Advertisement

Said and Done, but Scott Is Sorry

Share

It is a comfortable house, Byron Scott’s, not far from where he played as a child and plays as a man.

It is not 104th & Crenshaw, where he lived until he left for college. Nor is it, say, Bel-Air, which is where Magic Johnson gravitated after moving here from the Midwest, and where Kareem Abdul-Jabbar eventually left behind his childhood in New York. It is somewhere in between--a good neighborhood, with joggers, mown lawns, creative topiary and basketball hoops and nets in the driveways, including Scott’s.

And that is what Byron has always been.

A good neighbor.

Never did it occur to the longtime Laker player that anyone in the vicinity of his hometown could turn on him, angrily, even viciously, because of a turn of events, a turn of phrase, because of a heartfelt remark he made in the heat of a moment, a genuinely expressed emotion regrettably altered by a poorly chosen word.

Advertisement

Condemn . I think that was the word I used that set people off,” Scott said Wednesday, still stinging from the backlash to comments he made after rioting broke out in Los Angeles, touched off by the verdict in the Rodney King case.

“What I said was that I couldn’t condemn what the rioters were doing. What I meant was that I don’t condemn people . That I don’t judge them.

“I’m sorry if it came out wrong. Don’t forget, I was pretty upset. That was my city out there that was burning. I was upset about the verdict, same way a lot of people were. I understood why so many people were so angry. But I never, ever meant to suggest that I approved of what they were doing, that it was justified.

“What they did was horrible. It made me sick.”

He grew more ill by the hour, whenever a violent scene appeared on TV, whenever a familiar intersection was shown covered in ash. “Crenshaw, Normandie, Florence . . . this is like my back yard. These are the places I grew up, the places I hung out. You don’t totally understand how devastating it is to see a community destroyed until it’s your community,” Scott said.

On the last day of April, the morning after a Laker-Portland playoff game, Scott was still smarting from the courtroom verdict.
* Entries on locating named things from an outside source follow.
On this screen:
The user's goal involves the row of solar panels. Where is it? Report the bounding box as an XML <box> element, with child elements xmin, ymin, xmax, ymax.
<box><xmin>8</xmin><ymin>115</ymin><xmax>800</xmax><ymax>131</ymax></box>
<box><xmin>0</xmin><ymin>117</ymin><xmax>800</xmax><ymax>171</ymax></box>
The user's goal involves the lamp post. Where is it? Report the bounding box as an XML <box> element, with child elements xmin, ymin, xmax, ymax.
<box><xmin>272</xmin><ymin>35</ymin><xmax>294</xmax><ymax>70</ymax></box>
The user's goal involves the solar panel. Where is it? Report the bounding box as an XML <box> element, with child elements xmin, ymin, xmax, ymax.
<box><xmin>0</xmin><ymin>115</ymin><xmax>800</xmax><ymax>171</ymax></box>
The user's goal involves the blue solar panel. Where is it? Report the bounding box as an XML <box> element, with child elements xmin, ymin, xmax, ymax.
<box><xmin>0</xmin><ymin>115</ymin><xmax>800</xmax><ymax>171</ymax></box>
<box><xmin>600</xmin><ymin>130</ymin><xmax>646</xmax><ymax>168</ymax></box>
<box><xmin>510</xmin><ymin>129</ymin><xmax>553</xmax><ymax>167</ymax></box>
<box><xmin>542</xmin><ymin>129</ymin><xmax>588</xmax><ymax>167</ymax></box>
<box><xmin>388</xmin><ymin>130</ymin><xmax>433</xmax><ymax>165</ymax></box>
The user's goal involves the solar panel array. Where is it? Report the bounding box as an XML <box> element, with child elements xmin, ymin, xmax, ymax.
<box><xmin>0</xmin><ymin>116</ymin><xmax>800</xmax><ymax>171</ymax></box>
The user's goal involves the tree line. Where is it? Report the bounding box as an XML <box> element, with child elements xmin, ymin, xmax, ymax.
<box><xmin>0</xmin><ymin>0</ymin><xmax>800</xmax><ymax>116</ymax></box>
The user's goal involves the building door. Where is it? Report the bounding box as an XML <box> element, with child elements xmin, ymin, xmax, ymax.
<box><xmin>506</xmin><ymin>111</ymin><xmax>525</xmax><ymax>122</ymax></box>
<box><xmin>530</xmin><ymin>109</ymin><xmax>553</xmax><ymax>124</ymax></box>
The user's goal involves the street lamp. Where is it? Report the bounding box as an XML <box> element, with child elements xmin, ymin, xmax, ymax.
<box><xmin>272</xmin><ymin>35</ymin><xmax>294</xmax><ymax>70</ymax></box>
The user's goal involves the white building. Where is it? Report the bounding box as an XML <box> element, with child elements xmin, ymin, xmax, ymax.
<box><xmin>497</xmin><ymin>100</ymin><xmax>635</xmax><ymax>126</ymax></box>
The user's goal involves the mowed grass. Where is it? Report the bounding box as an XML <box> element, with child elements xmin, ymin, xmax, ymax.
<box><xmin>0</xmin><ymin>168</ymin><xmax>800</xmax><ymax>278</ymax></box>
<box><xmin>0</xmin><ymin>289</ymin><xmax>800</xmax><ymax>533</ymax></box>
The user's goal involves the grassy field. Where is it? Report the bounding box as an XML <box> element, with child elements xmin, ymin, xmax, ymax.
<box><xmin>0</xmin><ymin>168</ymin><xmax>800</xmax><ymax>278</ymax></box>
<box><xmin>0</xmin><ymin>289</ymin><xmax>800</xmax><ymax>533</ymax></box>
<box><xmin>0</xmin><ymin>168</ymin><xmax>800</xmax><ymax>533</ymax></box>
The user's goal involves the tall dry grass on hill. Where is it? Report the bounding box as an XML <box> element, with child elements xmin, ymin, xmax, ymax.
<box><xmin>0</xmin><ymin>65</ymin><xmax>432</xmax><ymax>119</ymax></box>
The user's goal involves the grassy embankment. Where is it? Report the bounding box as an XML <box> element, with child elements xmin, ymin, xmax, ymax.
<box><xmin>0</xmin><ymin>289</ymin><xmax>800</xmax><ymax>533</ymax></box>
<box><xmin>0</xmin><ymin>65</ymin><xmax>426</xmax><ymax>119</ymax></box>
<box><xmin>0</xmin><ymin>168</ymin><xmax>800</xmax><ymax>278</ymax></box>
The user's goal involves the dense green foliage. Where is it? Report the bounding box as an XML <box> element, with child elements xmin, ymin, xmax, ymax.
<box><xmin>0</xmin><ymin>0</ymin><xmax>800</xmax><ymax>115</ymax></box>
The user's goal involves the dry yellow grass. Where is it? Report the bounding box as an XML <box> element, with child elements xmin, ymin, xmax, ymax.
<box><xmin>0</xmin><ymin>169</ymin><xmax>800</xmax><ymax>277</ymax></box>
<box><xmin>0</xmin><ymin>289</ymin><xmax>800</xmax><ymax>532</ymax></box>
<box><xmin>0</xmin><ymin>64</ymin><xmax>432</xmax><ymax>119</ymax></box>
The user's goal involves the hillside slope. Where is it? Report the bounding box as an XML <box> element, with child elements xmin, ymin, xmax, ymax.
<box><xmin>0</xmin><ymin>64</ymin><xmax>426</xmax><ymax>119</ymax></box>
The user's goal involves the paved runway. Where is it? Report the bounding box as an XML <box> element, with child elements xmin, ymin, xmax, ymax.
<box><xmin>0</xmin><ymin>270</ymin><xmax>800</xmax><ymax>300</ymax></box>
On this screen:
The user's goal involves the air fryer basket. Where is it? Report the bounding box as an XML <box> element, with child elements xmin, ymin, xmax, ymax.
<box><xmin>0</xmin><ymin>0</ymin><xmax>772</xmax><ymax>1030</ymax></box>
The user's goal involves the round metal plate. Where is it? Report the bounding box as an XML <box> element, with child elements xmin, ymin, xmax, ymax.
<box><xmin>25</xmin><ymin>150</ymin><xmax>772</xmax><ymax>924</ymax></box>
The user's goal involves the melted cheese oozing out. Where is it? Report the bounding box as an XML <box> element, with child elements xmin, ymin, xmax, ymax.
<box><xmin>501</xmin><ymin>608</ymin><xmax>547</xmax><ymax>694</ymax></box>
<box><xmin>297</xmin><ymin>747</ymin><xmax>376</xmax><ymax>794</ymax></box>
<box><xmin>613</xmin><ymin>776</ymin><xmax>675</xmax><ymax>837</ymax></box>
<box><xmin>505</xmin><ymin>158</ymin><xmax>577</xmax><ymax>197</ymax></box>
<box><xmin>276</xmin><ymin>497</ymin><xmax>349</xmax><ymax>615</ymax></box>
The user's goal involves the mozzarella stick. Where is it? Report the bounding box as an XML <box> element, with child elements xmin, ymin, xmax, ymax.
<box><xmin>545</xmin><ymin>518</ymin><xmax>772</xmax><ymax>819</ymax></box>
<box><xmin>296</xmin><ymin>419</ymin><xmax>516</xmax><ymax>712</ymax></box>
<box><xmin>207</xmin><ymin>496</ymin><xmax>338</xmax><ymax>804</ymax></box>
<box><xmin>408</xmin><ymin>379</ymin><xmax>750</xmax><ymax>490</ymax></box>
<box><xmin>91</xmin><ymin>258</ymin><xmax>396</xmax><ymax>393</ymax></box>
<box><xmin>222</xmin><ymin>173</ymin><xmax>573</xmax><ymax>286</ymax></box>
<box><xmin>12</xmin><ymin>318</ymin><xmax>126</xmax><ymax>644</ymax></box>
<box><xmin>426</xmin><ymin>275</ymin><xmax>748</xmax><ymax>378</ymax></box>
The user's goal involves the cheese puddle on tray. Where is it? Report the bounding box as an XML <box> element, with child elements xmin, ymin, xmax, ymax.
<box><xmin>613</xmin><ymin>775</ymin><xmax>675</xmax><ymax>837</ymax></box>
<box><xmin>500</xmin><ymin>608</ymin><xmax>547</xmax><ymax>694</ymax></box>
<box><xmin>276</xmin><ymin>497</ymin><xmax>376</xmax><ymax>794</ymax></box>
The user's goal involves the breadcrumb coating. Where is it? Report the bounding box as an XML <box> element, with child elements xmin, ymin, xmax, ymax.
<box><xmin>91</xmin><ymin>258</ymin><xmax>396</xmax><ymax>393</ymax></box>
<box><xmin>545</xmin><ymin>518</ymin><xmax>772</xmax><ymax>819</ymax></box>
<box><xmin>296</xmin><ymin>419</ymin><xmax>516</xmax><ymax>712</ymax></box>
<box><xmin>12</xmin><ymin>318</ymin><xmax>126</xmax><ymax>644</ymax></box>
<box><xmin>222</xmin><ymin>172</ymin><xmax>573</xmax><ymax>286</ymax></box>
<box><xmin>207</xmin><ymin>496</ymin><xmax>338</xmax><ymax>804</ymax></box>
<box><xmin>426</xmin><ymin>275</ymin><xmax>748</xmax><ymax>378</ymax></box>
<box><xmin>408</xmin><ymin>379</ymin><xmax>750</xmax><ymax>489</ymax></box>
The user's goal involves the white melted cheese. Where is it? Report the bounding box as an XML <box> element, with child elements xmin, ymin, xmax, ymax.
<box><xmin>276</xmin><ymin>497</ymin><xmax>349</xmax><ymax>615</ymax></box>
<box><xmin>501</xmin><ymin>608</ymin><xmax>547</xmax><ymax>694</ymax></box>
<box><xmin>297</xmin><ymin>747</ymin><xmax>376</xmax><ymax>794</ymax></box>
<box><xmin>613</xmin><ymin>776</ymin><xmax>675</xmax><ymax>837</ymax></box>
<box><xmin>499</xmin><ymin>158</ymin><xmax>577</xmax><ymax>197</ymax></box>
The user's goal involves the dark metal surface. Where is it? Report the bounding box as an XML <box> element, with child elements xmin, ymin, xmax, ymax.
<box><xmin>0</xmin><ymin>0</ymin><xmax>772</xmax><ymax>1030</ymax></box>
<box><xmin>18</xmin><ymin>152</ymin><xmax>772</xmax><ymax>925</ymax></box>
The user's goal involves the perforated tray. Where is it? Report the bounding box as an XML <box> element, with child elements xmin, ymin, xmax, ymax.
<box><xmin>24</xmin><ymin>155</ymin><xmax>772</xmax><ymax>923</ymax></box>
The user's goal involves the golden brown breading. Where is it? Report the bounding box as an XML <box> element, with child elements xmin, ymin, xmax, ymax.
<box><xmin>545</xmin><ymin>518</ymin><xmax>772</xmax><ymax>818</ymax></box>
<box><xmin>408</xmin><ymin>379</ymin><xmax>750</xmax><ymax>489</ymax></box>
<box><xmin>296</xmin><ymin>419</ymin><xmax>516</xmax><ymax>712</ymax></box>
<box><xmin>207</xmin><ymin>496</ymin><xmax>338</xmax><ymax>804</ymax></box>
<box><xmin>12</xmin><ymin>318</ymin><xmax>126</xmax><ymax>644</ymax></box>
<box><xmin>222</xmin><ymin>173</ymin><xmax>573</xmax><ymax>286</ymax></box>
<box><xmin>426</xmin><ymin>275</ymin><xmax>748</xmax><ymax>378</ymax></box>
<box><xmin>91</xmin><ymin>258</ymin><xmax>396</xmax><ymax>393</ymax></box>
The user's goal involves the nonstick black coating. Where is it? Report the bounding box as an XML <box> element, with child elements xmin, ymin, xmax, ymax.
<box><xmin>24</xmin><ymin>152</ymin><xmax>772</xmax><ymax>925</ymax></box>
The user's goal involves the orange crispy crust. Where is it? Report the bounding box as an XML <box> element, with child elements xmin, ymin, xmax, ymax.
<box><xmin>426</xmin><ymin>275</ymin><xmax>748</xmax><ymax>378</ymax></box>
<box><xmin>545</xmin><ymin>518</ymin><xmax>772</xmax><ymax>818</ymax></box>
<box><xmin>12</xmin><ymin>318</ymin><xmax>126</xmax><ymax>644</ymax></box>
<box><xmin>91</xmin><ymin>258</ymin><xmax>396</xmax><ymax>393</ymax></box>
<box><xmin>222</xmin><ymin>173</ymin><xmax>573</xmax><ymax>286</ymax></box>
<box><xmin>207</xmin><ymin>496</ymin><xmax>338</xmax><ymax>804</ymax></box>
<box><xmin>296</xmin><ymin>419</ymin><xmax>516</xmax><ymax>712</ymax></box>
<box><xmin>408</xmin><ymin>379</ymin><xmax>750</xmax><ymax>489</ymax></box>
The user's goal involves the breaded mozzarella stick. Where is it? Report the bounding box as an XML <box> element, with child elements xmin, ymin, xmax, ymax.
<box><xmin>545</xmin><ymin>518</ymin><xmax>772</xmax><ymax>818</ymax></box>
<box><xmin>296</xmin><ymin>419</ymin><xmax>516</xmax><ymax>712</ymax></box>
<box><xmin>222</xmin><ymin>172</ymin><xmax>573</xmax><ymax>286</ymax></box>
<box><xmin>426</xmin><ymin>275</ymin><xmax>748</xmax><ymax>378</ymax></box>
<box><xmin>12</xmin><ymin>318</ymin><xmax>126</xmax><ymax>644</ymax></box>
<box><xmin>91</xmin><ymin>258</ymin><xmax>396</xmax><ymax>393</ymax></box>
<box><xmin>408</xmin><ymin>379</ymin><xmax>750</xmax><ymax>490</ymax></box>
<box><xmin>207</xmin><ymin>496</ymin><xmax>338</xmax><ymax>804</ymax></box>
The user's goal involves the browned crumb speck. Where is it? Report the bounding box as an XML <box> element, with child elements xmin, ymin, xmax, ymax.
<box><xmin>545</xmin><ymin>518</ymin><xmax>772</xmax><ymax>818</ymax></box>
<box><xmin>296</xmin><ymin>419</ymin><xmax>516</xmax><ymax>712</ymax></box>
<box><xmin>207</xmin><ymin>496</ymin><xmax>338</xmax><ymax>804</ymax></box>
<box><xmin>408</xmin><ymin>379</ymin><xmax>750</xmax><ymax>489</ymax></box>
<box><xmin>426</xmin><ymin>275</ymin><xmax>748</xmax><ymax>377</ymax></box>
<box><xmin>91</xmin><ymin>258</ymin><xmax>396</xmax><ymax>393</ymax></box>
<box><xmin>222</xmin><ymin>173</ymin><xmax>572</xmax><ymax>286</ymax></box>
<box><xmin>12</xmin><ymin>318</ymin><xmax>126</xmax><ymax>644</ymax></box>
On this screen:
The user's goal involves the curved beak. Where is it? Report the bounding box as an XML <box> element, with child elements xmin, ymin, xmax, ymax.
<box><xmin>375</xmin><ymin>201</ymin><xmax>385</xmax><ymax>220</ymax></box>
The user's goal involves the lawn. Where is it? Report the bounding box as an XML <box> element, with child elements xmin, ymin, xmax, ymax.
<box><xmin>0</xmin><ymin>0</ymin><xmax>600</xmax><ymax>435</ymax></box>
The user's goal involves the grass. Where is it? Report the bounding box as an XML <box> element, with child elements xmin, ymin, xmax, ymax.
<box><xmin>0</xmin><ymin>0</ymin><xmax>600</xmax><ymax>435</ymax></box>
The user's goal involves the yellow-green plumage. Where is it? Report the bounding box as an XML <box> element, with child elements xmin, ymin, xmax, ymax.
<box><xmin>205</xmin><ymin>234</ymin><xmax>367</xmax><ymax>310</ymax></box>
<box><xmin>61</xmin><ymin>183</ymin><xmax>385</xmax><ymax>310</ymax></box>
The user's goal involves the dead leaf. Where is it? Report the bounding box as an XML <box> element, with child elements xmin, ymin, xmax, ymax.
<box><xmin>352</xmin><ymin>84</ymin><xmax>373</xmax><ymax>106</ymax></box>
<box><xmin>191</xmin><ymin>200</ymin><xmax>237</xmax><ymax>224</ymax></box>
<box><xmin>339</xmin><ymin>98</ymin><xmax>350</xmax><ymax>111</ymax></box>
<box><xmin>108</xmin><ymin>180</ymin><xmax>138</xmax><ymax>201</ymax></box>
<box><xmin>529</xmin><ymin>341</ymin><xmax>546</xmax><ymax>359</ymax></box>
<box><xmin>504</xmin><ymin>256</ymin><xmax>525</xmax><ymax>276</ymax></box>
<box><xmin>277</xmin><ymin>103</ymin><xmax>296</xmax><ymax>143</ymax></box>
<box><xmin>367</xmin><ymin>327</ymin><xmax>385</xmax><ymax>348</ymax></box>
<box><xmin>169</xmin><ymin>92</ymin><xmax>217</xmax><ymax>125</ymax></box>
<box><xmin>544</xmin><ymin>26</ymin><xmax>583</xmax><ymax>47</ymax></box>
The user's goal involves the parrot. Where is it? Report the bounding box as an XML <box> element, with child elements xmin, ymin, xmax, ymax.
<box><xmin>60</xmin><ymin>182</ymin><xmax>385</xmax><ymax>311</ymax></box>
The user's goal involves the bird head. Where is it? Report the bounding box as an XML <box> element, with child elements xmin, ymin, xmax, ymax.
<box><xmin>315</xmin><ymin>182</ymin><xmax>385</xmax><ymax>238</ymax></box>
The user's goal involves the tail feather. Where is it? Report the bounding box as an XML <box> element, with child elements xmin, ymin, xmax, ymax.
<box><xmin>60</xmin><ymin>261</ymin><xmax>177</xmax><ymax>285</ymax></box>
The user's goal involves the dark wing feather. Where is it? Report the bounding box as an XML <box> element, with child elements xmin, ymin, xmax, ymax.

He gave an interview in which he said that he couldn’t find it in his heart to condemn those who were rioting because: “I know how they feel.”

On the first day of May, Scott went to see how everybody was doing at Western Surplus, a supply house near Western and Manchester where Byron and his wife, Anita, have shopped and made many friends. The store has goods of all kinds, clothing as well as guns and ammunition.

Had goods of all kinds.

“Tuesday, the store was there,” Scott said. “Thursday, it was gone.”

By the weekend, he couldn’t imagine things could get any worse. He began to hear radio talk-show reaction to the interview he had given. That was followed by a letters-to-the-editor page in The Times on which Scott was castigated for virtually advocating, if not inciting, additional violence, as well as for abusing his position as a public figure. Whereas he meant to condemn nobody, public reaction condemned him.

With each criticism, Scott winced.

“It hurt,” he said. “The one that really got to me was a letter from some guy who said something about, ‘Next time you guys choke in the playoffs, maybe we’ll come over to your house and burn it down and you’ll understand how we feel.’ That, to me, is totally ignorant. He’s talking about hurting my family, my children, my home.

“That’s when I realized that it was important for me to try to clarify what I said.”

Not so much to apologize but explain, not so much for what was said but how it sounded. For example, in the interview in question that appeared in The Times on May 1, even with emotions running high, Scott took pains several times to emphasize that in no way did he condone the violence. At one point, he was quoted: “I wish they’d show their anger in a different direction, but people are going to be people and they’re going to show the way they feel, one way or another.”

Advertisement

He never wanted trouble to happen. He merely understood why it was happening.

“It’s a shame that people interpreted it the way they did. It wasn’t that I was misquoted. I just couldn’t condemn anyone for feeling the way they did, for being angry. But advocating violence, that’s not me, that’s not where I’m coming from. Burning buildings, looting stores, that’s going about it totally in the wrong way. All they did was destroy life and property.

“Instead of taking three steps forward, the community took another step back.”

Byron Scott does as much community work as anyone with the Lakers, partly because it truly is his community. He knows what it is like to be on the wrong side of town. But this is the first time he has been on the town’s wrong side.

He lost Magic Johnson as his backcourt partner and lost Mike Dunleavy as his coach. In between, the Lakers lost important players to injuries and important games. What happened in Los Angeles during and after the riots was as devastating as any of it to Byron Scott, who scoops up his son in his arms, opens the front door to his home and says: “It scares me to think what could happen next.”